Abstract

PURPOSE The issue of patient safety is one of the most current and relevant, both in clinical and management field. Patient safety is now a priority in direct assistance even in paediatric and surgical departments such as the Paediatric Urology. To develop a culture of safety that makes it possible to identify and prevent possible errors in the wards. To provide staff with tools for prevention, errors collection and registration in order to correct risk behaviours for young patients hospitalised at the Department of Paediatric Urology. MATERIAL AND METHODS Action to implement the inheritance of knowledge and exchange of experience of nursing staff through an organizing way were performed for the accomplishment of policies and procedures developed by Health Directorate. A non-punitive system was activated from January 2007, that favours voluntary reporting of errors by filling out the appropriate forms. To value subsequently the collective valuation of the adverse result's dynamics and debate about prevention's modality. RESULTS Informational/training meetings of doctors and nursing managers were conducted with the Health Directorate and Nursing Service. The sharing of contents with the UO staff allowed in short time to use the documentation and reporting of adverse events are increasing. From January to October 2008 the adverse events reports were 5, compared with one during the some period of 2007 year.

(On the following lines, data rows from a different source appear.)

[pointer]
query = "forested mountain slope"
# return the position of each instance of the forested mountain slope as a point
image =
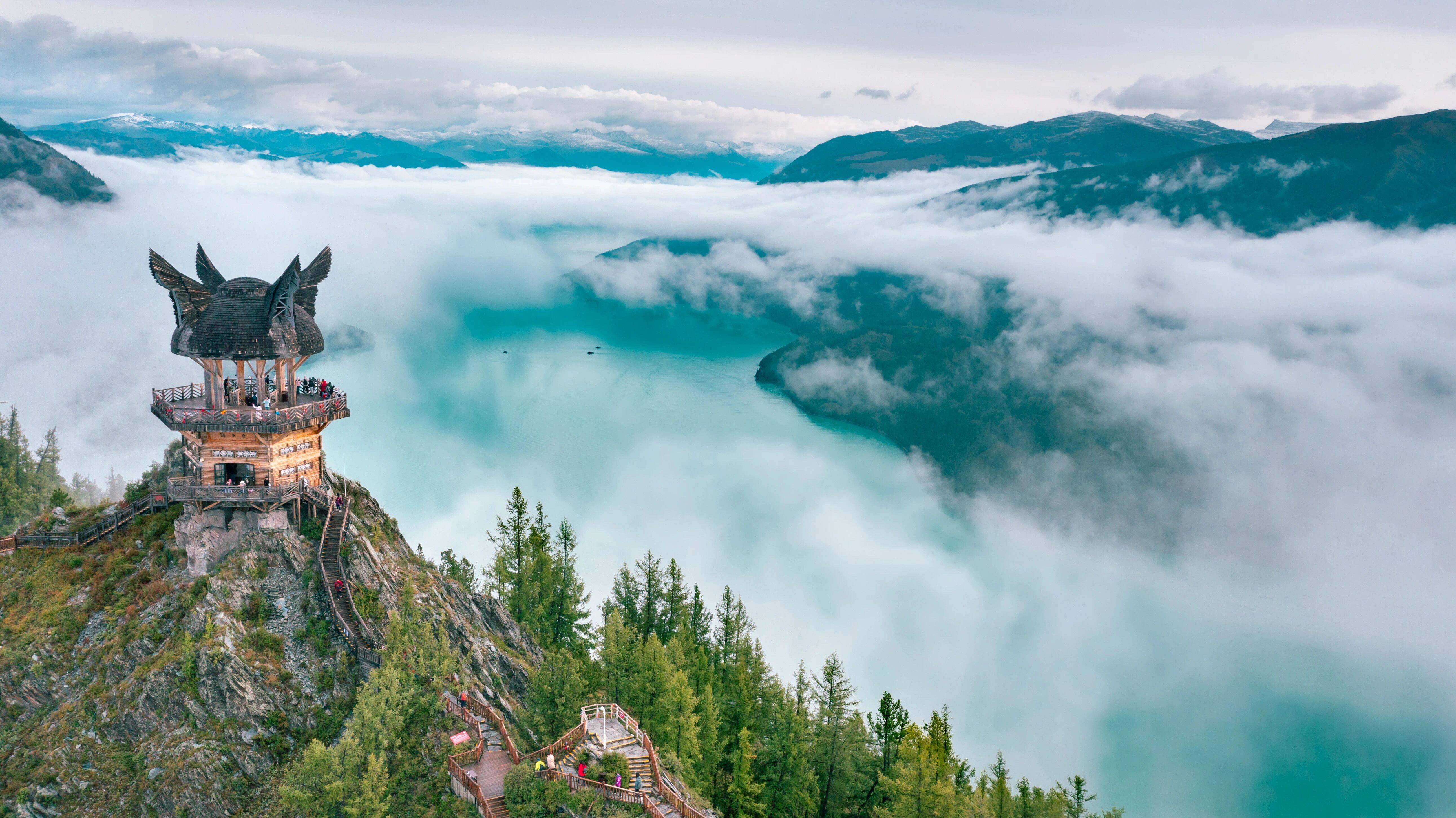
(46, 169)
(1078, 139)
(1391, 174)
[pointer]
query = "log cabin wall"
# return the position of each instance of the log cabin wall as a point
(279, 459)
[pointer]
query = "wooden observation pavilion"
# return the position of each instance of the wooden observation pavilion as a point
(253, 430)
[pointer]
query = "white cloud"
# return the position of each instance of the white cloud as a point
(1311, 375)
(1216, 95)
(52, 70)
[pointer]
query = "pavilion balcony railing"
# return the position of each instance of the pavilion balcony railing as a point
(165, 404)
(193, 490)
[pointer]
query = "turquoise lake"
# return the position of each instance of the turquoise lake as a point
(647, 432)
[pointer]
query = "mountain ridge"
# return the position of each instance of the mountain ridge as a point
(1093, 137)
(1388, 172)
(46, 169)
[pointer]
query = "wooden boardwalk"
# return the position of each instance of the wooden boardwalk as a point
(480, 773)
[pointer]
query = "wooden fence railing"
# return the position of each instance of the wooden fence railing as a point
(483, 708)
(471, 786)
(606, 791)
(113, 520)
(477, 706)
(165, 405)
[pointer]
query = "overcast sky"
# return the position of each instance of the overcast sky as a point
(749, 70)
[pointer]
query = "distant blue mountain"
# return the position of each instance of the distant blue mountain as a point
(1074, 140)
(139, 134)
(143, 136)
(609, 151)
(1398, 172)
(41, 167)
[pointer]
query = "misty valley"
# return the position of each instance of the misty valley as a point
(622, 452)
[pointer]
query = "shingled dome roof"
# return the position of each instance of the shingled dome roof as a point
(244, 318)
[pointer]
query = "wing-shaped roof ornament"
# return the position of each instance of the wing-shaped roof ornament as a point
(188, 297)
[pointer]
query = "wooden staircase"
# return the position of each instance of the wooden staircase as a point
(337, 586)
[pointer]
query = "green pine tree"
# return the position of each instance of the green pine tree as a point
(743, 792)
(555, 696)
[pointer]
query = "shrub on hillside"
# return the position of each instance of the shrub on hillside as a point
(312, 529)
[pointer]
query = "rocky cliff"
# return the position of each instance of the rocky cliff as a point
(132, 686)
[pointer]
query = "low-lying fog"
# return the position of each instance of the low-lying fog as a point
(1292, 656)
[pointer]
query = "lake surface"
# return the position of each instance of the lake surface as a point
(1176, 691)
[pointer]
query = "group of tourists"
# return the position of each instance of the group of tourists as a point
(305, 386)
(315, 386)
(582, 771)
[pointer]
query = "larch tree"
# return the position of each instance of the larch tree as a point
(742, 800)
(835, 709)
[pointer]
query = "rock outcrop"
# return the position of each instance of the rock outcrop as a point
(46, 169)
(132, 686)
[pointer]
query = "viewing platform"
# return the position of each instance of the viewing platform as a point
(263, 498)
(183, 408)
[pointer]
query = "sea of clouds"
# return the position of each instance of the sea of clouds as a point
(1313, 376)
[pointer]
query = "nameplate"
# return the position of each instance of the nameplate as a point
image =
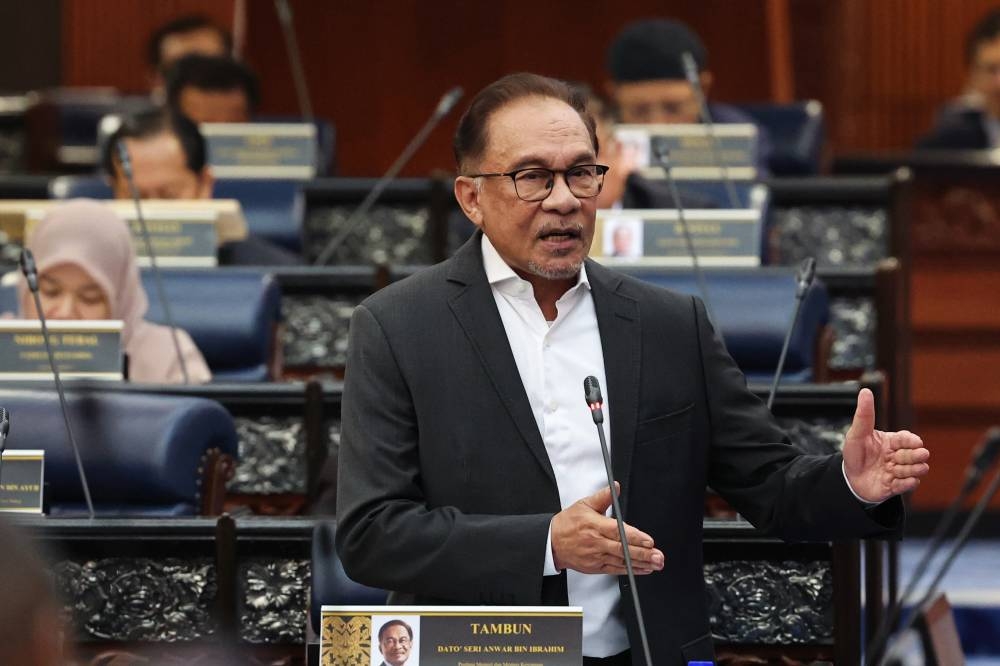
(693, 154)
(261, 150)
(452, 635)
(22, 480)
(82, 349)
(181, 238)
(655, 237)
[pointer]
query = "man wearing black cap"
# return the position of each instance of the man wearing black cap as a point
(648, 82)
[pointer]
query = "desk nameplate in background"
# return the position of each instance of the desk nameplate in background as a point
(261, 150)
(692, 154)
(654, 237)
(22, 480)
(453, 635)
(82, 349)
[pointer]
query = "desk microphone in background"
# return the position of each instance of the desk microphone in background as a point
(693, 77)
(983, 458)
(30, 273)
(126, 163)
(661, 156)
(592, 393)
(444, 107)
(804, 280)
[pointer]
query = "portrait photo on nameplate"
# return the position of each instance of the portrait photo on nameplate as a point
(451, 635)
(656, 237)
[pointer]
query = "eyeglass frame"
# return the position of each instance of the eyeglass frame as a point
(513, 178)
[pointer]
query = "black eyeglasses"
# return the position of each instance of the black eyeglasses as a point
(535, 183)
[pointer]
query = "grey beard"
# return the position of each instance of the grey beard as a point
(566, 273)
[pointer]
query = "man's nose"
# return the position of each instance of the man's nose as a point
(560, 199)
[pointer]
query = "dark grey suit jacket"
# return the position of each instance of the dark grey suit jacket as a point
(445, 489)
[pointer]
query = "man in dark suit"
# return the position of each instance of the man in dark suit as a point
(470, 471)
(974, 123)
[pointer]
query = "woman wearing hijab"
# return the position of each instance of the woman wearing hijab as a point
(87, 270)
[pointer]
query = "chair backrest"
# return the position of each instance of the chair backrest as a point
(752, 310)
(232, 314)
(797, 134)
(142, 454)
(330, 584)
(271, 207)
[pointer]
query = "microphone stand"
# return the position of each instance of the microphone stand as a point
(592, 390)
(691, 71)
(126, 164)
(444, 106)
(662, 156)
(31, 276)
(807, 272)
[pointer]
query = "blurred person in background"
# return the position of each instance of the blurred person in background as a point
(180, 37)
(212, 89)
(87, 270)
(649, 86)
(170, 161)
(973, 122)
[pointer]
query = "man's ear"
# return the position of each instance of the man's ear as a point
(706, 82)
(206, 183)
(467, 195)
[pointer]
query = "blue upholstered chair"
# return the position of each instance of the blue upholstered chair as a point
(752, 310)
(797, 134)
(232, 314)
(144, 455)
(330, 584)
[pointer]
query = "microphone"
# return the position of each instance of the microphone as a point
(443, 108)
(294, 58)
(982, 459)
(694, 78)
(4, 429)
(31, 276)
(959, 543)
(126, 163)
(661, 155)
(592, 392)
(804, 280)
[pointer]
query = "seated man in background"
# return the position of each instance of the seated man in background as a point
(974, 122)
(169, 161)
(210, 89)
(87, 270)
(649, 86)
(183, 36)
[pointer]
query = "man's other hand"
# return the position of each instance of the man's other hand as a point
(586, 540)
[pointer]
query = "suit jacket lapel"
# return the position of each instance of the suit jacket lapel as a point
(475, 309)
(621, 342)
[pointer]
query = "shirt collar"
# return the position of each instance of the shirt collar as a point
(499, 272)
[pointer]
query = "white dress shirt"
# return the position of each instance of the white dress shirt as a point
(553, 359)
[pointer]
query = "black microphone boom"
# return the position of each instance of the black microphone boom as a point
(692, 75)
(661, 155)
(982, 459)
(126, 165)
(804, 279)
(444, 107)
(592, 392)
(31, 276)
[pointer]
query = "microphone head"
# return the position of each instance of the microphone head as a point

CONCLUSIONS Paediatric patient safety in a surgical ward as the Paediatric Urology should improve through the identification, analysis, evaluation and correction of the error. The direct involvement of staff, favours the increase in reports of adverse events and is central point of Risk Management. It's important that the staff reaches the awareness that the error is a possible form of learning and improving the quality of care and that, recognizing the error means being able to prevent it.